Que devons-nous faire ?

« Seule l’attente est génératrice de joie authentique. C’est le cas précisément de la joie chrétienne de Noël. Elle consiste à se réjouir de ce qui commence, de ce qui bourgeonne. »

Lectures :

III Dimanche de l’Avent – Lc 3, 10-18

Les spécialistes dans la communication nous informent que notre vie en dit beaucoup plus que les mots que nous employons. En fait, seul un très faible pourcentage (environ 7%) de notre communication dépend des mots que nous utilisons. Le reste est rendu, souvent inconsciemment, par nos gestes et par le ton, les accents et les silences. C’est pourquoi nous pouvons parfois être surpris que, malgré ce que nous disons; malgré des phrases bien construites et réfléchies, nous faisons passer un message complètement différent de nos intentions. Il peut alors être utile de se demander de temps en temps ce que dit aux autres ma vie…?

Oui, notre manière de vivre nous révèle inévitablement, et l’évangile de ce dimanche semble nous dire que c’est la vie, et n’est que la vie (ma vie) – est un lieu théologique, c’est-à-dire un espace à travers lequel Dieu se manifeste ou non! Voilà pourquoi ceux qui viennent auprès de Jean le Baptiste pour le questionner ne l’interroge pas sur ce qu’ils doivent dire, mais bel et bien sur ce qu’ils doivent faire.

Que devons-nous faire ? Aucune situation n’est sans espoir – répond Jean le Baptiste. Même dans la vie de ceux qui sont chargés des armes (les soldats) et de l’argent sale (les publicains) il est possible de trouver Dieu.

Remarquez que malgré son radicalisme, Jean le Baptiste ne les exclut pas de la possibilité de changer, il ne leur ordonne pas de raser leur vie, mais les invite à la transformer.
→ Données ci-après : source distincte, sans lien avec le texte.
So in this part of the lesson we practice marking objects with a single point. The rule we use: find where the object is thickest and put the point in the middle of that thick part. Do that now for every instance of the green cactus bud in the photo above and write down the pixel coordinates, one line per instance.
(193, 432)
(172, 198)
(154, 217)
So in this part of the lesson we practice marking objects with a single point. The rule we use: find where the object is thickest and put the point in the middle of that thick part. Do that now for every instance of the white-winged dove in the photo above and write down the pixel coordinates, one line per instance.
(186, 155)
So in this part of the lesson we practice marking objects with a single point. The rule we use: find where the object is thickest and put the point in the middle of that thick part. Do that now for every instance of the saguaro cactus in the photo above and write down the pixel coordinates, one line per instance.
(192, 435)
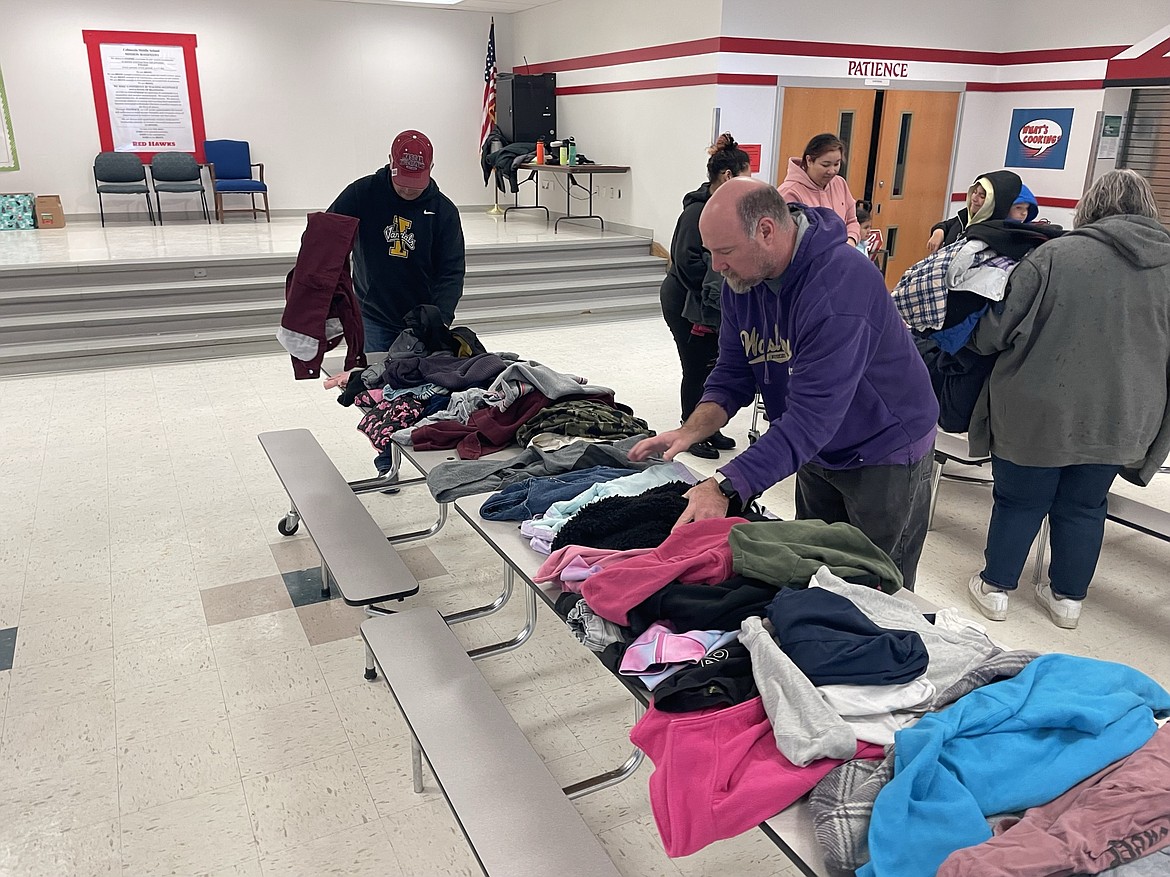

Car parfois, il est impossible de changer notre situation, mais nous pouvons toujours transformer la façon dont nous la vivons en prenant soin de notre humanité malade: malade de l’égoïsme; malade de l’envie; malade de l’hypocrisie; malade de la méchanceté ou malade des « péchés de la langue » qui sont très nombreux: bavardage, commérage, médisance, calomnie, duplicité, mauvaise foi, faux témoignage, flatterie, ambiguïté, parjure… Tout cela blesse le langage, les liens humains et – comme dans le cas de Mgr Aupetit – les personnes qui en sont victimes.

Que devons-nous donc faire ? Commençons à prendre soin des parties malades de nos vies, c’est-à-dire de tout ce qui nous empêche d’être des personnes authentiques et honnêtes.

Et encore une petite chose.

Comme je le disais au début de cette eucharistie, le III dimanche de l’Avent est entièrement imprégné du thème de la joie. Mais qu’est-ce que cela implique pour la fête de Noël ? Eh bien, la fête de Noël est un test très fort. On peut la vivre dans une joie artificielle, facile, qui est une joie de l’oubli. Pendant 48 heures, on vit une parenthèse enchantée avec ceux que l’on aime, en oubliant la pandémie, les turbulences au sein de notre diocèse, le drame des abus sexuels sur les mineurs, etc. Ou au contraire, on reçoit une joie qui passe à travers l’épreuve: une joie qui n’oublie pas les difficultés de l’existence, mais qui accueille la venue du Christ toute simple et pauvre. C’est bien cette joie qui nous donne la force de poursuivre la route jusque dans l’épreuve.

Dans le poème « Le samedi du village », Giacomo Leopardi (1798-1837), un grand poète et philosophe italien, exprime un concept selon lequel, dans la vie présente, la seule joie possible et authentique est la joie de l’attente, la joie du samedi. Le samedi – c’est le jour rempli de joie précisément parce qu’il est rempli d’espérance. En effet, l’attente de la fête est plus belle que la fête elle-même, car souvent la possession d’un bien ne fait qu’engendrer la désillusion et l’ennui. Seule l’attente est génératrice de joie authentique. C’est le cas précisément de la joie chrétienne de Noël. Elle consiste à se réjouir de ce qui commence, de ce qui bourgeonne. Ce n’est pas faire preuve de naïveté, en oubliant ce qui va mal, mais c’est devenir capable de reconnaître ce qui est en train de naître dans ce monde; dans cette Eglise; dans cette paroisse; dans ma famille; dans ma vie. Giacomo Leopardi dirait: « C’est la joie du samedi, qui prélude au Dimanche sans fin: la vie éternelle. Amen.